1. On peut voir là une explication de constructions cyclopéennes des Anciens, comme par exemples les pyramides construites non seulement en Égypte mais aussi partout sur la planète, constructions impossibles si icelles l’étaient par le main-d’œuvre constituée d’esclaves. Or l’esclavage n’a pas existé en Égypte ancienne. Il y aura des « esclaves de guerre » surtout au Nouvel Empire, au moment des conquêtes d’Asie et de Nubie ; « mais on peut dire que ces esclaves étaient rapidement absorbés dans la population laborieuse du pays. Les contrats de vente de soi-même, à l’époque tardive, sont certainement destinés à obtenir légalement certains résultats juridiques auxquels on ne pouvait parvenir par des moyens plus directs » (Réf. La civilisation de l’Égypte pharaonique, de François Daumas, page 600).
« Cherchez à qui est le karma. Vous trouverez que vous n’êtes pas celui qui agit. Alors vous serez libre.
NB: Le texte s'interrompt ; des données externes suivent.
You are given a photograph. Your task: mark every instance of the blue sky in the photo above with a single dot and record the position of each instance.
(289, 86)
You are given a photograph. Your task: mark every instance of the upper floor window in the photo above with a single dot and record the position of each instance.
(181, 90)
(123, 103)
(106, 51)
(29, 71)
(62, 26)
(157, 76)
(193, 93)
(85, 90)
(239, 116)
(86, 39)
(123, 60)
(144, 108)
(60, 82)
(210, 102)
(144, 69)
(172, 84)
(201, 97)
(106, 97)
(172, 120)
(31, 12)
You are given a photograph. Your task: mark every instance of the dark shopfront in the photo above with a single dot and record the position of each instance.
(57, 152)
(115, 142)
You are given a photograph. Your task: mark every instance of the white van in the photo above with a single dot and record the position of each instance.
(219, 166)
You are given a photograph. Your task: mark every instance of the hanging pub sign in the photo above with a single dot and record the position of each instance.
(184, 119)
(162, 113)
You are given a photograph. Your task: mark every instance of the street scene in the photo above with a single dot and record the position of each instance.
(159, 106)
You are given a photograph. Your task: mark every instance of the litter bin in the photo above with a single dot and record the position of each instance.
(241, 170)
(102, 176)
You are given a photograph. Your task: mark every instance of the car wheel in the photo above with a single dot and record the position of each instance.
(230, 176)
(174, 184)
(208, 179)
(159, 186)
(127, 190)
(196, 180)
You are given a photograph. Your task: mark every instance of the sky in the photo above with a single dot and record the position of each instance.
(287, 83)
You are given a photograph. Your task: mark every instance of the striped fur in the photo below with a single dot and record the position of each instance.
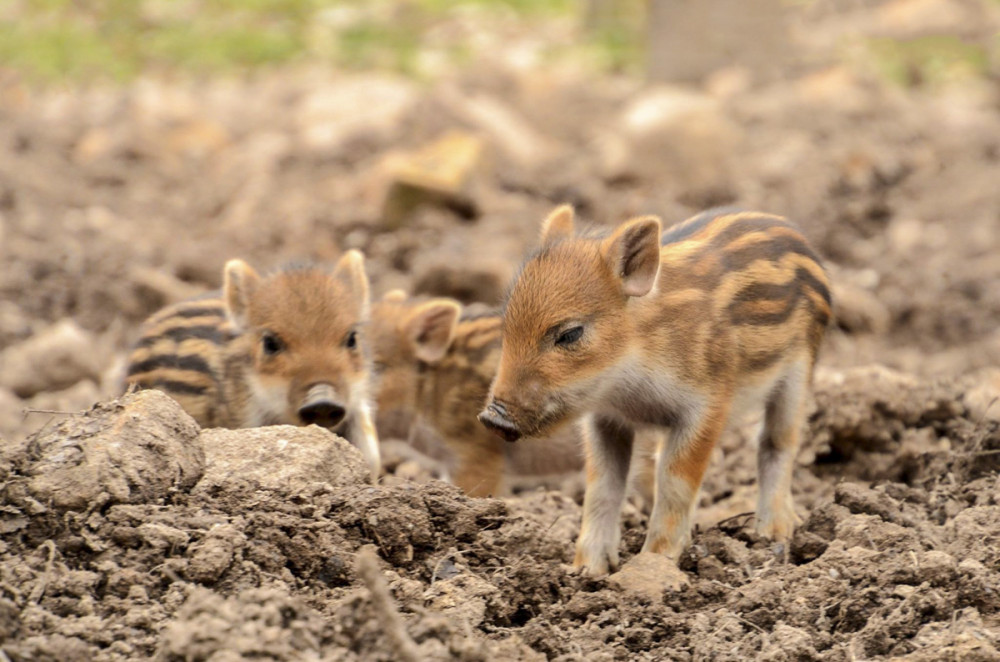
(447, 391)
(685, 329)
(254, 353)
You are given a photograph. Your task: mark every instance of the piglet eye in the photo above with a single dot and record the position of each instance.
(271, 344)
(570, 336)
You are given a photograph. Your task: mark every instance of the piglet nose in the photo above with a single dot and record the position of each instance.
(321, 407)
(496, 419)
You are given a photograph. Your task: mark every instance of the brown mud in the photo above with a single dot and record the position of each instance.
(126, 533)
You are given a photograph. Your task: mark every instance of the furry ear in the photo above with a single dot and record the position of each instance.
(394, 296)
(350, 269)
(239, 281)
(557, 225)
(431, 328)
(633, 254)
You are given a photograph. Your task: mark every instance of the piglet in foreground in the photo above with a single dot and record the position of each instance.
(721, 315)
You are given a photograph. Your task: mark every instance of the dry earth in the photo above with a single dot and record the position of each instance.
(129, 533)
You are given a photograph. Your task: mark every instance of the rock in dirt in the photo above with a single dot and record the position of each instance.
(139, 449)
(258, 623)
(966, 638)
(648, 575)
(511, 133)
(283, 459)
(212, 554)
(442, 173)
(368, 107)
(982, 398)
(464, 597)
(54, 359)
(484, 282)
(858, 310)
(673, 134)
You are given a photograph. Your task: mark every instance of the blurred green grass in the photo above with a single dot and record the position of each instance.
(118, 39)
(56, 40)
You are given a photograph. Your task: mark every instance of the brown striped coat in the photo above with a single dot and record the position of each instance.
(288, 348)
(720, 315)
(435, 361)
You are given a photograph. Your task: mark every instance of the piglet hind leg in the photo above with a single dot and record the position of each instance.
(608, 445)
(680, 468)
(778, 446)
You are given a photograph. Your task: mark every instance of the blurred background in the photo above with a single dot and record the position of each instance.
(145, 142)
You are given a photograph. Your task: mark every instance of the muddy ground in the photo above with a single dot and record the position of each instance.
(180, 545)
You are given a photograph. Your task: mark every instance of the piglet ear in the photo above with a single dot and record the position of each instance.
(431, 328)
(350, 269)
(239, 281)
(557, 225)
(633, 254)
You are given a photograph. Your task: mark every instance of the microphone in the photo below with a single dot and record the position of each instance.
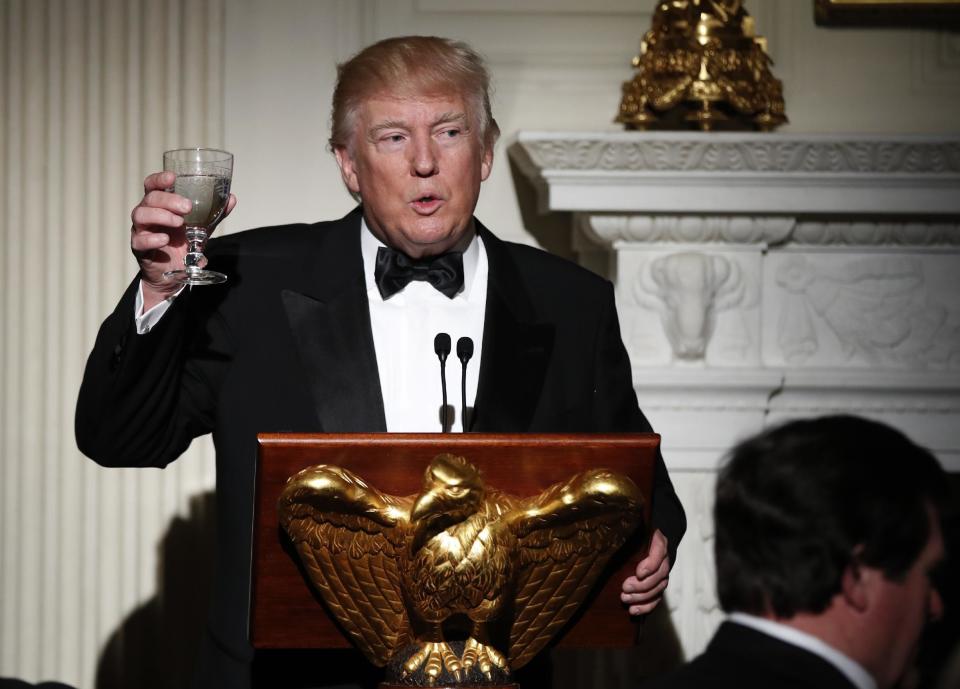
(464, 352)
(441, 346)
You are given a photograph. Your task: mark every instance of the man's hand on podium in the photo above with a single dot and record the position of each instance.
(643, 591)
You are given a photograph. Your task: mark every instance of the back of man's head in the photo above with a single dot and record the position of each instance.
(798, 503)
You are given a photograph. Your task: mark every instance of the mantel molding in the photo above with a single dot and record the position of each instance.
(609, 229)
(697, 172)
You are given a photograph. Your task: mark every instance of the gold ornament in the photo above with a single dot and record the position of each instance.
(406, 576)
(700, 65)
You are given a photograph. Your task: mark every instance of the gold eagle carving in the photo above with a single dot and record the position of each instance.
(408, 573)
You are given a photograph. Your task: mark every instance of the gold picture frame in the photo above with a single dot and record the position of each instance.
(931, 13)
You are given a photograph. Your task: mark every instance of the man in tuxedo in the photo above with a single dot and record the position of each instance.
(330, 327)
(827, 536)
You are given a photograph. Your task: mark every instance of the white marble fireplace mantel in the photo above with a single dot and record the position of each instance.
(766, 276)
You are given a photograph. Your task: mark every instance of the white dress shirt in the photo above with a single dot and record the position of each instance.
(404, 327)
(853, 670)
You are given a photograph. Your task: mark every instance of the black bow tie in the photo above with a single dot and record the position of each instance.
(394, 270)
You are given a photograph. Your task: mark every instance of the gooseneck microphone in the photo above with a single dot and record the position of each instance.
(441, 346)
(464, 352)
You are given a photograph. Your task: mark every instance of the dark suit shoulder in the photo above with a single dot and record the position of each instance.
(745, 658)
(568, 274)
(292, 239)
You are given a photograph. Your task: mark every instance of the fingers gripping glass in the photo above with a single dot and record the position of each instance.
(203, 178)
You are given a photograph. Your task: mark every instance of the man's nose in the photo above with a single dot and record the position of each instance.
(424, 162)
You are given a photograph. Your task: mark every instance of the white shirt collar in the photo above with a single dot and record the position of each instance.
(369, 245)
(853, 670)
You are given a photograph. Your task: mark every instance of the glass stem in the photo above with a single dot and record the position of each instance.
(196, 240)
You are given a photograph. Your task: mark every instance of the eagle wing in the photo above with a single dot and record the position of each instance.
(566, 536)
(349, 536)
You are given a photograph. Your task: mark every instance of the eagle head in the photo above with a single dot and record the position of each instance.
(452, 491)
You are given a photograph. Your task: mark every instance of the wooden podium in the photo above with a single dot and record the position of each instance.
(285, 610)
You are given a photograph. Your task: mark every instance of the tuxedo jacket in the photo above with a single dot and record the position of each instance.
(740, 657)
(286, 345)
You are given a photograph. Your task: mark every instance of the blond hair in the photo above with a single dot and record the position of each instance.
(410, 66)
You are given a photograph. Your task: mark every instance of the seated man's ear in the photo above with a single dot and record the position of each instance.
(857, 582)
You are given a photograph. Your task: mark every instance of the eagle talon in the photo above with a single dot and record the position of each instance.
(484, 657)
(433, 657)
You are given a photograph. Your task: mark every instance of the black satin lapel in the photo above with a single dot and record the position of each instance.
(516, 349)
(335, 344)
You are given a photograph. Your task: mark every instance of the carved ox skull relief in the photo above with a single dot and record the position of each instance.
(688, 289)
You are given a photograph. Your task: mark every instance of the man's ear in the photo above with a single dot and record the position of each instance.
(348, 169)
(486, 162)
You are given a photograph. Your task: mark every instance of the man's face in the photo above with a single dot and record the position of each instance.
(902, 609)
(417, 164)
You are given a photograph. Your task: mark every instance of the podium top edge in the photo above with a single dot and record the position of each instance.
(467, 439)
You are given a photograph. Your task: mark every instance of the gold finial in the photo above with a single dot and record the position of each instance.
(700, 65)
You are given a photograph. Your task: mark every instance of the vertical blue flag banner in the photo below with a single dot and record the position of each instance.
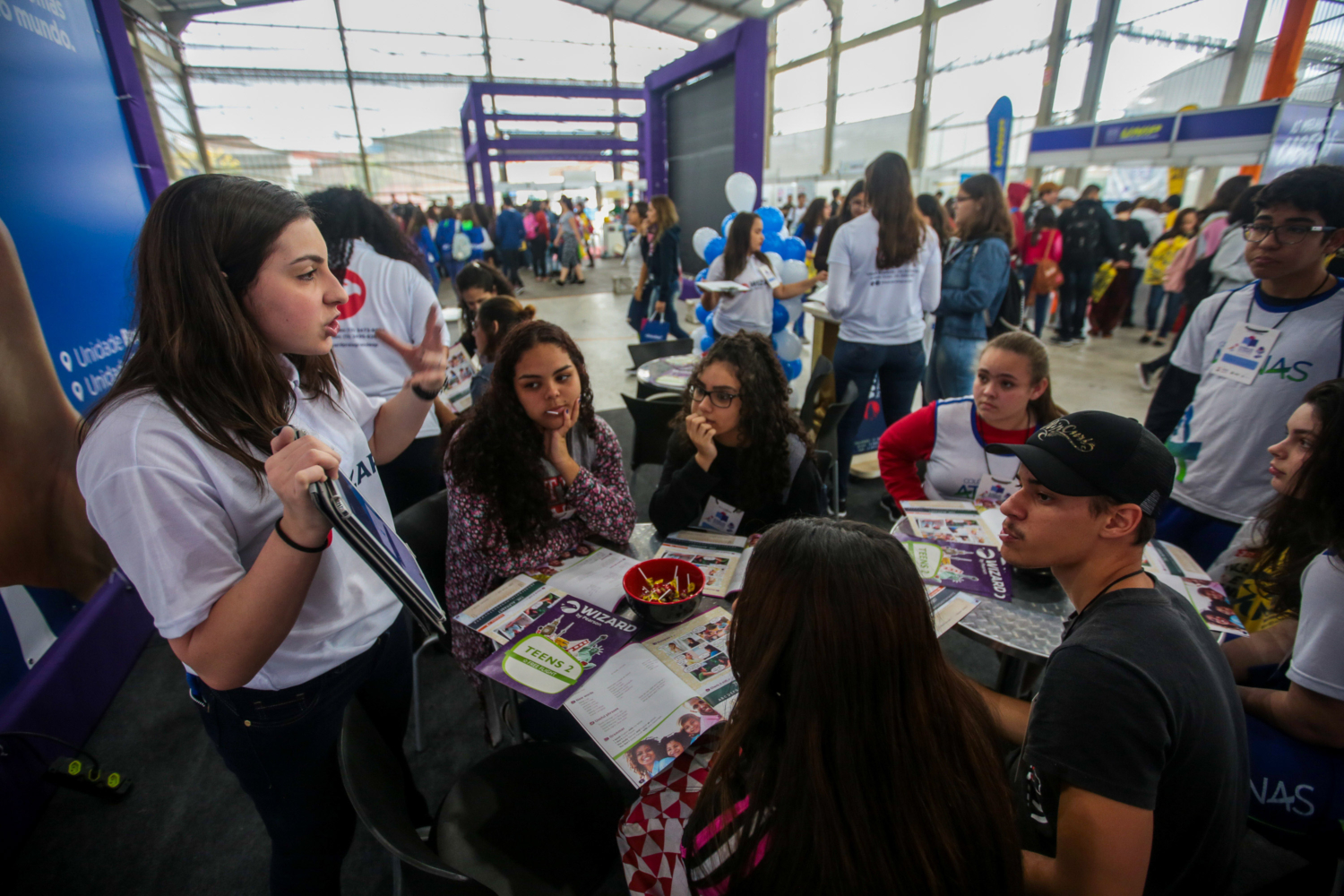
(1000, 134)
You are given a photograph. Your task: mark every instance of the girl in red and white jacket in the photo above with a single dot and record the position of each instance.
(1010, 400)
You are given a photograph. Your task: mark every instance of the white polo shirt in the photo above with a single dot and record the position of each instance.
(383, 295)
(185, 521)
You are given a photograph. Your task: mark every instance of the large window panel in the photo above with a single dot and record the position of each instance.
(878, 78)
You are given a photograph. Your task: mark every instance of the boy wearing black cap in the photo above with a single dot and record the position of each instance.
(1133, 770)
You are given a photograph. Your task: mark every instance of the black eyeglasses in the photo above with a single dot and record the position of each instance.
(718, 398)
(1285, 234)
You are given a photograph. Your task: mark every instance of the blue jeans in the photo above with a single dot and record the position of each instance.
(897, 370)
(952, 370)
(281, 745)
(1073, 301)
(1203, 536)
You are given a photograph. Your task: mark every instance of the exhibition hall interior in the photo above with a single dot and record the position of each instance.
(672, 446)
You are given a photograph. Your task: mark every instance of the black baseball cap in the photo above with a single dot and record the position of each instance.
(1098, 452)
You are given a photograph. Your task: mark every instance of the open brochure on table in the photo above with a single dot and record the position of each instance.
(717, 555)
(655, 697)
(593, 573)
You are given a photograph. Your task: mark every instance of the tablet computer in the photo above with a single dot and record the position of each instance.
(379, 546)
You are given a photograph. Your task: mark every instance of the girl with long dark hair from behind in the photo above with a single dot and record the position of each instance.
(886, 276)
(196, 474)
(738, 458)
(855, 759)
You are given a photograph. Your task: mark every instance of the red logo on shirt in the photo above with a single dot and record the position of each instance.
(355, 289)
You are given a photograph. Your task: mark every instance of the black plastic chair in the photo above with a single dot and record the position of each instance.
(828, 443)
(424, 528)
(535, 818)
(820, 371)
(373, 780)
(652, 418)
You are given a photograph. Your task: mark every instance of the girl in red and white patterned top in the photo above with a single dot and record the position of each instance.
(531, 473)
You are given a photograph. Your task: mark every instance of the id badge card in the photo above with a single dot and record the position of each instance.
(720, 517)
(1245, 354)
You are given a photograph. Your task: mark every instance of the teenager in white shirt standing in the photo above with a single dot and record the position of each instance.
(193, 473)
(744, 263)
(374, 260)
(886, 273)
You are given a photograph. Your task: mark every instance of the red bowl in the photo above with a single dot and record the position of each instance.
(663, 568)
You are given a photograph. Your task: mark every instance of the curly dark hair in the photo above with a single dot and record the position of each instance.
(1309, 519)
(344, 215)
(496, 450)
(765, 422)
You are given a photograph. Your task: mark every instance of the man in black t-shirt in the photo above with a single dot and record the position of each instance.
(1133, 772)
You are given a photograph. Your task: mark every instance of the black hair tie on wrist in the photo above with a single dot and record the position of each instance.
(298, 547)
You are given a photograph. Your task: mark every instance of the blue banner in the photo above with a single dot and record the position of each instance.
(1000, 134)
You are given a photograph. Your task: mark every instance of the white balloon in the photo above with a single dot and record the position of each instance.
(793, 271)
(788, 346)
(741, 191)
(702, 238)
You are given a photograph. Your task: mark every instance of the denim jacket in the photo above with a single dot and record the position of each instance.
(975, 279)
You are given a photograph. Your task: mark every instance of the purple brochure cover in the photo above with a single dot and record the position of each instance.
(965, 567)
(559, 651)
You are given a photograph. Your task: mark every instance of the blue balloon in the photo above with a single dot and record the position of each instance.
(714, 249)
(771, 220)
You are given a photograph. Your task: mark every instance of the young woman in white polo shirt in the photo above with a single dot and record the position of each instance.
(744, 263)
(193, 473)
(1010, 400)
(376, 263)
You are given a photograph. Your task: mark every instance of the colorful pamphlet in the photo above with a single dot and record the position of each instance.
(965, 567)
(559, 651)
(717, 555)
(653, 699)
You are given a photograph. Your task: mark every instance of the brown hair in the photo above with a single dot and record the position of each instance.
(900, 231)
(991, 218)
(198, 347)
(897, 791)
(1043, 410)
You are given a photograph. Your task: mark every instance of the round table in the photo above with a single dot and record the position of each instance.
(675, 367)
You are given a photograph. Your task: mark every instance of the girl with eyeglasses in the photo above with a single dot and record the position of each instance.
(738, 460)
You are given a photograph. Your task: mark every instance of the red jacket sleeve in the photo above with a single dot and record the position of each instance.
(906, 441)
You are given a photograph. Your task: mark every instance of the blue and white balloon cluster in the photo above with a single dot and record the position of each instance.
(787, 257)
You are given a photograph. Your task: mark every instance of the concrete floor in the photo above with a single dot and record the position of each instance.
(1094, 376)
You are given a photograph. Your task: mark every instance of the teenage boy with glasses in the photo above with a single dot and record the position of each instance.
(1246, 358)
(1133, 772)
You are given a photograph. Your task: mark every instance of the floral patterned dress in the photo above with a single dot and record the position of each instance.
(478, 554)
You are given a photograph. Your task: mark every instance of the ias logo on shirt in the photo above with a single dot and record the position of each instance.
(355, 289)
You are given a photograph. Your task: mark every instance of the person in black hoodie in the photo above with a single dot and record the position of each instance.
(738, 460)
(1089, 239)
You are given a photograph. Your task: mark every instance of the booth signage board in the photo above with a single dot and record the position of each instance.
(72, 199)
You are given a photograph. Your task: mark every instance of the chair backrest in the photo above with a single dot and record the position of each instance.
(645, 352)
(827, 435)
(374, 783)
(820, 371)
(652, 417)
(424, 528)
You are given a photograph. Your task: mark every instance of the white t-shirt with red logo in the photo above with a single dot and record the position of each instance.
(383, 295)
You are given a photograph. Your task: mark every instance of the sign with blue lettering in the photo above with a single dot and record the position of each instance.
(1142, 131)
(72, 199)
(1000, 134)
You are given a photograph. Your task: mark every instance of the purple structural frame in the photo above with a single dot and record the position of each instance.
(747, 46)
(67, 691)
(480, 150)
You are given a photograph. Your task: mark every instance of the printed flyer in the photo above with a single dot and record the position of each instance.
(566, 645)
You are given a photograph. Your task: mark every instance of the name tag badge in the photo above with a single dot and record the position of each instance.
(720, 517)
(1245, 354)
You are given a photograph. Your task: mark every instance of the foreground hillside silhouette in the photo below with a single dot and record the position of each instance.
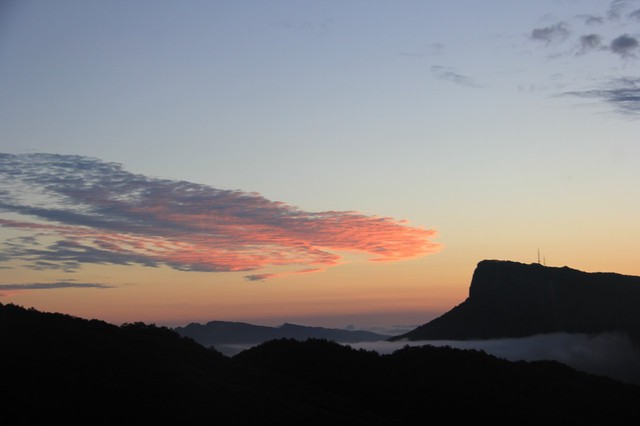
(223, 335)
(510, 299)
(58, 368)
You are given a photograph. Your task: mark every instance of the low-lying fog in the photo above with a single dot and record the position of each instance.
(608, 354)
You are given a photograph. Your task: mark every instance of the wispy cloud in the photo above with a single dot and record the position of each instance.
(446, 73)
(52, 286)
(619, 9)
(553, 33)
(82, 210)
(591, 19)
(622, 93)
(625, 45)
(589, 43)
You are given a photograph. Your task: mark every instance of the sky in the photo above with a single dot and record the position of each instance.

Cela exige la grâce de Dieu pour laquelle vous devriez Le prier, L’adorer et méditer sur Lui.
Le karma qui se déroule sans effort, c’est-à-dire sans être volontaire, ne lie pas ». (Ramana Maharshi 116, 25-12-1935).
2. Conte russe recueilli par Afanassiev : Ivanouchka l’idiot, dont voici un extrait qui résume l’ego et sa loi de succion vulgaire ainsi que la mise en valeur du temps : « Quel est donc cet homme qui marche à côté de moi, sans me lâcher d’un pas ? Pour sûr qu’il en veut à mes galettes de miel ! » Et il se met à jeter sur son ombre les galettes, jusqu’à ce qu’il ne lui en reste aucune. Il regarde, voit toujours l’ombre à son côté. « Quel goinfre ! », dit l’idiot en colère, et il jette dessus le pot de miel, qui s’éparpille en éclats.
Le voilà qui arrive les mains vides à la hauteur de ses frères ; iceux le questionnent :
– Que viens-tu faire ici, l’idiot ?
– Je vous ai apporté à manger.
– Alors, donne vite !
– C’est que, mes frères, un homme que je ne connais pas s’est mis à me suivre le long du chemin et il a tout mangé !
– Quel homme ?
– Le voilà ! Il est toujours là !
Et les frères lui passèrent une raclée…
(Index Index Afanassiev 400/224a. Recueilli dans la province de Vologda. Index Aarne-Thompson 1681 A + 1691). Dans nombre de contes russes il est fait allusion à la Réalisation du Soi ; comme quoi, ELLE EST ATEMPOREL, UNIVERSELLE, ELLE EST LA SOURCE PAÏENNE (dont s’emparera le christianisme étatique politisé, dont s’emparera le républicanisme et son capitalisme sous la forme « Vous ne posséderez rien et vous serez heureux »).
3. Que les matérialistes et astronautes avec leur CONVENTIONNEL nous disent COMMENT nous percevons le monde ou le temps « parce qu’il existe » : ”COMME SI” LE LE MONDE, OU LE TEMPS, ou une étoile, une planète VENAIT NOUS DIRE : « J’EXISTE ! ». Ce qui prouve encore une fois qu’à ce hui le dilemme MOI-COLLECTIF/MOI-INDIVIDUEL N’EST PAS RÉSOLU et si loin de l’être…..
4. « Gate gate pâragate pârasamgate bodhi svâhâ » du Soûtra du Diamant (Allé, allé, allé au-delà, allé complètement au-delà, l’Éveil, ainsi). S’accompagne nécessairement de la Connaissance transcendante par le Principe du ”N’EST PAS X” : revient à dire que les choses ne sont que des désignations, des pointages sur les choses, de simples imputations nominales (en tibétain : tha-snyad), elles sont dépourvues d’être en et par soi, ELLES NE SONT PAS POSSÉDABLES PAR LE MENTAL.